For weeks, Klobuchar has called on Bureau of Prisons Director to commit to releasing information on home confinement transfers; today, she renewed longstanding request for demographic data on incarcerated people and staff impacted by coronavirus 

Watch video of Klobuchar remarks here

WASHINGTON – Today, at a Senate Judiciary Committee hearing, U.S. Senator Amy Klobuchar (D-MN) addressed injustices in policing and the criminal justice system in light of George Floyd’s killing at the hands of the police. She detailed how the longstanding need for change in the justice system cannot be separated from injustices we have witnessed during the pandemic, including the protection of people in federal custody from the coronavirus.

In her questioning, she specifically demanded the Director of the Federal Bureau of Prisons (BOP) commit to releasing information on how the BOP is reviewing eligibility for home confinement during the coronavirus pandemic. 

On April 28, a federal inmate named Andrea Circle Bear passed away in custody just weeks after giving birth on a ventilator and four weeks after having tested positive for the coronavirus. She was serving a 26-month sentence for a nonviolent drug offense. On May 13, President Trump’s former campaign chairman, Paul Manafort, was transferred to home confinement. He was serving an 84-month sentence at a facility that had no confirmed COVID-19 cases. On May 21, Trump’s former personal attorney Michael Cohen was also transferred to home confinement. 

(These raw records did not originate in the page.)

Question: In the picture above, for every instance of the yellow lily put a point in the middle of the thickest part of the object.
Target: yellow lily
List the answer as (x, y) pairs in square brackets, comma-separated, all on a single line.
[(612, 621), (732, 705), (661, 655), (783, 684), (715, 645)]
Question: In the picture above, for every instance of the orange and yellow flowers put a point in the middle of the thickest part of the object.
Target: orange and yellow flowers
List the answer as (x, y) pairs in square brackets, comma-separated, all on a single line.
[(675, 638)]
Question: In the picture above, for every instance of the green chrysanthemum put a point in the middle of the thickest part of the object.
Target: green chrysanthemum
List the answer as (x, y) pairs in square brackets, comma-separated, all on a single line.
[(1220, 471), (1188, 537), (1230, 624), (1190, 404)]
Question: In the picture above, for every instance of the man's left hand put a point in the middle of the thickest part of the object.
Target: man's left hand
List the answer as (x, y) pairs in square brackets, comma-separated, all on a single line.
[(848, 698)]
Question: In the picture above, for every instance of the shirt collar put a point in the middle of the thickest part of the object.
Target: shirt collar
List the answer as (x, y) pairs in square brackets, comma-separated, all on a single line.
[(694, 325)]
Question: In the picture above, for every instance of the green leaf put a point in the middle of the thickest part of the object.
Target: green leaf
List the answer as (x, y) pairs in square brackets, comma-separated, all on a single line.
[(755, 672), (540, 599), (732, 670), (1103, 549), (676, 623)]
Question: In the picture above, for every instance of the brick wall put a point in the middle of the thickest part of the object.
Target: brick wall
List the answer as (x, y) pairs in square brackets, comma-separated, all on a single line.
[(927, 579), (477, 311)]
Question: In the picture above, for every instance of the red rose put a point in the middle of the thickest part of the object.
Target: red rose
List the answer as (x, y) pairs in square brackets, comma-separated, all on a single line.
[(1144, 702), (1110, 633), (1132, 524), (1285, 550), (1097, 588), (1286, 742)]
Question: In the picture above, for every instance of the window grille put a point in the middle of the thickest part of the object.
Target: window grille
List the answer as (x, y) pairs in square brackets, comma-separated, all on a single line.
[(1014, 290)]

At the hearing, Klobuchar also renewed her request for system-wide demographic data on the number of incarcerated people and staff impacted by the coronavirus, and said that she will submit written questions for Immigration and Customs Enforcement officials. 

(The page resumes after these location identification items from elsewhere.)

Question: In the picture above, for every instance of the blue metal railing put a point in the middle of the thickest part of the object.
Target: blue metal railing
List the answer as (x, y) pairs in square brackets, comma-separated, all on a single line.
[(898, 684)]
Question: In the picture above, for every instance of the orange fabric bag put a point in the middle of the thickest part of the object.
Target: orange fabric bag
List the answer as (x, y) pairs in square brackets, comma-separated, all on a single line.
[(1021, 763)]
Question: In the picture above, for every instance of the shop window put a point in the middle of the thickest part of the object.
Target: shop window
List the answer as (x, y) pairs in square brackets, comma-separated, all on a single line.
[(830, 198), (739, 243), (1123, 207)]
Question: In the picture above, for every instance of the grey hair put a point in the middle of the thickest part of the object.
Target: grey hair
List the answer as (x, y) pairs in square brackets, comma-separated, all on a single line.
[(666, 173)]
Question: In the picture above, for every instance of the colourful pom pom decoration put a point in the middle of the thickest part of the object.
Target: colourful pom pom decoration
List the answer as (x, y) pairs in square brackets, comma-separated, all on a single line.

“We have seen people across the country mobilize and demand systemic change including to the prison system, which we’re talking about today. But we've seen this cry for change in every city in the country in the last few days. As you all know, this came out of a horrendous murder case in my state where George Floyd was murdered at the hands of police. That case is now being prosecuted, the murder case by our attorney general, Keith Ellison, and I've called beyond that and I know some of my colleagues have joined me, I appreciate that, for a systemic review of the Minneapolis Police Department from top to bottom. And a full scale review called pattern and practice by the Justice Department. But as you and I discussed this weekend, Mr. Chairman, it goes beyond that. I appreciate that we're going to have a hearing on this. But I think we all know that we all talk about this, but what matters is action,” Klobuchar said at the hearing. 

“And there's so much we can do when it comes to changes in police practices, public data, police accountability, as well as criminal justice reform. 

“The other place which is the subject of this hearing that we've seen this kind of disparity day in and day out is in our prison system and this is everything from during the pandemic to before. And my concern is that the pandemic can't be divorced by this, from this, but put a big spotlight on what happens every single day to defendants and in this case we know that we've seen a number of white collar defendants, including Paul Manafort released because of fear that they might get coronavirus, and then we see other cases of people that are in there for low level drug offenses where they haven't been released and that's why I'm asking Director Carvajal, I know we did in this a letter, but really haven't gotten an answer for you to release comprehensive data, demographic data, on who has been not just impacted but who has been released, and their race, their charges, those kinds of things so that we are able. Our role in Congress is oversight and I need that information. So tell me if we can get that information.”

Watch video of Klobuchar’s remarks HERE.

Following the killing of George Floyd, Klobuchar joined Senator Tina Smith (D-MN) and 26 of their colleagues in calling on the Civil Rights Division of the DOJ to conduct an investigation into the patterns and practices of racially discriminatory and violent policing in the Minneapolis Police Department.

In April, Klobuchar and Senator Durbin (D-IL) led a group of 14 colleagues in a letter to Bureau of Prisons (BOP) Director Michael Carvajal urging him to release system-wide demographic data in the BOP’s public reporting of the number of incarcerated people and staff impacted by COVID-19. Preliminary data collected from the general public has shown that the COVID-19 is disproportionately impacting certain populations, including racial and ethnic minorities.

The letter followed Klobuchar and Durbin’s calls on the Bureau of Prisons (BOP) to waive phone charges for incarcerated people during the pandemic. After their request, BOP announced that these charges would be waived. 

Also in May, Klobuchar wrote a letter to Attorney General William Barr urging the Administration to address the rapid outbreak of COVID-19 at state prisons and jails. 

In May, Klobuchar and Senator Dick Durbin (D-IL) and House Judiciary Chairman Jerrold Nadler (D-NY) and Zoe Lofgren (D-CA), led 27 senators and 52 representatives in a letter to DHS and ICE, urging the administration to ensure access to free telephone calls for detainees at ICE detention centers during the coronavirus (COVID-19) pandemic. The letter also calls on DHS to guarantee that any telephonic or remote communication with attorneys are confidential and unsupervised by detention center staff.